Throughout “The Chrysanthemums” scissors connote a sense of masculine power and control. Elisa is rarely without her scissors throughout most of the story. She has a special pocket in her apron devoted to her scissors and she uses them in her chrysanthemum garden to cut down the previous season’s growth. In her garden, Elisa’s “short and powerful scissors” serve as a phallic symbol, causing her feminine work to appear “over-eager” and “over-powerful.” That she uses scissors to trim the plants at once suggests a certain stifling of her potential, and an assertive care that allows for new growth. When the tinker arrives on Elisa’s property, much of their conversation revolves around scissors. Steinbeck draws additional attention to the tool by misspelling “sisors” on the side of the tinker’s wagon, and the tinker boasts about his ability to sharpen even the dullest of blades: “Most people just ruin scissors trying to sharpen ‘em, but I know how.” Given the previous connotation of the tools with masculinity, this suggests a certain manly prowess, even as the misspelling subtly mocks the tinker’s expertise in contrast to Elisa’s. No matter how adept Elisa may be with the tools, however, their power is unavailable to her specifically because of her gender; even as she insists she can “sharpen scissors too,” the tinker tells her his lifestyle “would be a lonely life for a woman.”

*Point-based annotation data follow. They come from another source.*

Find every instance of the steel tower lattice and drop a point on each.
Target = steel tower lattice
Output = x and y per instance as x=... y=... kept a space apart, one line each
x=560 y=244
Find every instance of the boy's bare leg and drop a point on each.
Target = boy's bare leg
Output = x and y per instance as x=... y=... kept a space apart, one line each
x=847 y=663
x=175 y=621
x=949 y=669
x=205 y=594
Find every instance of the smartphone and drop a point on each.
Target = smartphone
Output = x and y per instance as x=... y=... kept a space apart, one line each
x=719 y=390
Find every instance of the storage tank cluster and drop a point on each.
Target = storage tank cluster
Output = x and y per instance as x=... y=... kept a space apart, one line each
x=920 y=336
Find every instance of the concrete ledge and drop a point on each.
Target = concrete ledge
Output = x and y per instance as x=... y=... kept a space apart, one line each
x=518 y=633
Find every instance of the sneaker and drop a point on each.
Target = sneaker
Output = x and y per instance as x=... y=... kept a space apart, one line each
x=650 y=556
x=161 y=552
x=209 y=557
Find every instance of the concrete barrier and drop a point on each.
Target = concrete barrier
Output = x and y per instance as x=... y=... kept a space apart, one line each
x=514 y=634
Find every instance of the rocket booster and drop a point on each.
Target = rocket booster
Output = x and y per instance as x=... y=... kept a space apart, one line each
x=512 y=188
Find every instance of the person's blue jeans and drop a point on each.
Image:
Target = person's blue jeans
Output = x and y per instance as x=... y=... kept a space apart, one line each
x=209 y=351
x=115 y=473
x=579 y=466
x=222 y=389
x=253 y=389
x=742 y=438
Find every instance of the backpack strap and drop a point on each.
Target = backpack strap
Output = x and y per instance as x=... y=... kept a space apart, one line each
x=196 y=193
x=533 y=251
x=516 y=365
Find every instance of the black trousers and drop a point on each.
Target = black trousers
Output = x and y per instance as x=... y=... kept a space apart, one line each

Scissors Quotes in The Chrysanthemums
She was thirty-five. Her face was lean and strong and her eyes were clear as water. Her figure looked blocked and heavy in her gardening costume, a man’s black hat pulled low down over her eyes, clodhopper shoes, a figured print dress almost completely covered by a big corduroy apron with four big pockets to hold the snips, the trowel and scratcher, the seeds and the knife she worked with.